そこで今回は初心に立ち返り、「そもそも確定拠出年金とはどのような制度なのか?」をテーマに、できるだけわかりやすくご説明していこうと思います。
確定拠出年金制度は、企業が主体となって行う「企業型確定拠出年金(企業型DC)」と、個人が自分で申込をする「個人型確定拠出年金(個人型DC)」の2種類にわかれています。
個人型DCは、2017年1月から公務員などにも加入対象者が拡がることを受けて、制度が広まっていくようにと愛称が公募され、2016年に「iDeCo(イデコ)」という愛称に決定しました。
確定拠出年金の位置づけとしては、以下のようなイメージです。
※厚生年金基金、確定給付企業年金など
国民全員が加入する「国民年金保険」と会社員などの第2号被保険者が加入する「厚生年金保険」は、国が管理している「公的年金」です。
制度としての確定拠出年金は、公的年金の一段上に乗っているイメージで、中でも企業が管理している企業型DCは「企業年金制度の一つ」と言われています。
企業型DCと比較すると、iDeCoは完全なる自助努力の制度ですので、申込をする金融機関を選ぶところから事務費用の負担まですべて自分で行うことになります。
なお、企業型DCとiDeCoのメリット・デメリットについて詳細を知りたい方は、こちらのブログ(確定拠出年金とは?企業型と個人型のメリット・デメリットを紹介)をご覧ください。
従業員向けの説明会でもお話することですが、確定拠出年金(DC)制度には大きく分けて4つのポイントがあると言えます。
確定拠出年金(DC)制度イメージ図
・ポイント1「拠出」
掛金を加入者のDC専用口座※に(原則毎月)拠出していきます。
※口座とは言っても、通常の銀行口座のように個々人が開設するものではありません。
・ポイント2「運用」
加入者自身が運用商品を選んで掛金を運用します。
・ポイント3「給付」
加入者自身が資格喪失年齢(原則60歳)以降に、DC口座で運用している資産を受け取る手続きを行います。
・ポイント4「離転職」
60歳前の離転職の際には資産を別の制度に移して運用を継続する、いわゆるポータビリティの手続きを行います。
このポイントの中で企業担当者に一番大きな影響があるのは、「1:拠出」の部分です。
DCの掛金は遡って拠出することができないため、原則毎月掛金を拠出するのですが、この掛金の考え方がやや複雑です。
例えば、1月分の掛金は翌月の2月下旬に拠出されるという仕組みのため、掛金の計算のもとになる月と、実際に加入者のDC口座に拠出される月がずれているのです。
(拠出日は各社により異なります。)
特に、基本給に定率をかけて掛金を計算している場合などは、昇給等があった際にいつ時点の基本給を計算のもとにするのかを社内で決めておく必要があります。

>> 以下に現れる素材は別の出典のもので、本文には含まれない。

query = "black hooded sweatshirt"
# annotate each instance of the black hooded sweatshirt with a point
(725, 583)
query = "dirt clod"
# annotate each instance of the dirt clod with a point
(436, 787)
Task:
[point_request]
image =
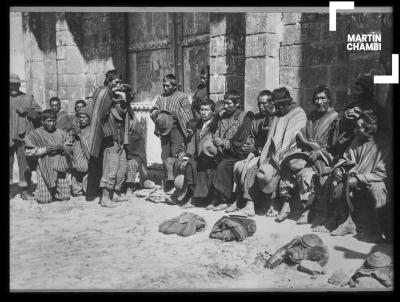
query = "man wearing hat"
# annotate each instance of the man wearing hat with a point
(81, 154)
(313, 142)
(172, 138)
(365, 177)
(229, 122)
(263, 172)
(362, 98)
(201, 165)
(102, 101)
(24, 113)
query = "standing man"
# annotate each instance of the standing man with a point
(200, 94)
(24, 111)
(102, 101)
(75, 118)
(178, 105)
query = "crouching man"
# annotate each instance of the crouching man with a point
(49, 145)
(363, 176)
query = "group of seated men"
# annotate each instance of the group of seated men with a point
(100, 147)
(321, 168)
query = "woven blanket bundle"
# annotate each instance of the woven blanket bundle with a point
(230, 228)
(184, 225)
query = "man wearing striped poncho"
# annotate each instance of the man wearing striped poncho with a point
(49, 146)
(177, 103)
(281, 141)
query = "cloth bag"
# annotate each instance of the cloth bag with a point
(233, 228)
(184, 225)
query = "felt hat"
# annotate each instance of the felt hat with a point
(268, 178)
(88, 109)
(310, 240)
(295, 162)
(14, 78)
(163, 122)
(366, 81)
(209, 149)
(378, 259)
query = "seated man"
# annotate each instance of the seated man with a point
(257, 139)
(200, 167)
(313, 140)
(49, 145)
(363, 174)
(281, 141)
(231, 118)
(81, 154)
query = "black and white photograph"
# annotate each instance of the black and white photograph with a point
(195, 149)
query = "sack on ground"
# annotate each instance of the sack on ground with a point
(230, 228)
(184, 225)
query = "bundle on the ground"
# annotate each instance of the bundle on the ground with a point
(232, 227)
(184, 225)
(376, 271)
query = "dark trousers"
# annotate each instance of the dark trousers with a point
(172, 143)
(23, 167)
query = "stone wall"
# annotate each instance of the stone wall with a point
(227, 54)
(68, 54)
(311, 55)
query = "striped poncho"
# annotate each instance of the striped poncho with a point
(49, 165)
(178, 105)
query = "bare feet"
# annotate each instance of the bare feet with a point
(222, 206)
(303, 218)
(284, 213)
(271, 212)
(232, 208)
(347, 227)
(188, 205)
(106, 201)
(249, 208)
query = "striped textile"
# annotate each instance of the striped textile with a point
(78, 182)
(81, 151)
(49, 165)
(101, 104)
(114, 168)
(179, 106)
(281, 139)
(21, 125)
(44, 194)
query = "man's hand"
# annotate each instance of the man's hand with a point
(180, 155)
(353, 181)
(248, 148)
(218, 142)
(338, 175)
(352, 113)
(314, 156)
(21, 110)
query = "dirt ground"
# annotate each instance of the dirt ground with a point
(79, 245)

なお、加入者本人が掛金額を選択できる「選択制DC」の場合でも、いつのタイミングで掛金の変更を行うかは各企業で決めることができますので、変更時期がきたら社内にアナウンスするなどの対応も必要になります。
「マッチング拠出」を行っている場合も、法令で年に1度加入者掛金額の変更が認められていますので、こちらも変更時期には社内にアナウンスする必要が出てきます。
選択制DCとマッチング拠出の違いについて詳細を知りたい方は、こちらのブログ(企業型確定拠出年金 よくある間違い!「マッチング拠出」と「選択制DC」は似て非なるもの!)をご覧ください。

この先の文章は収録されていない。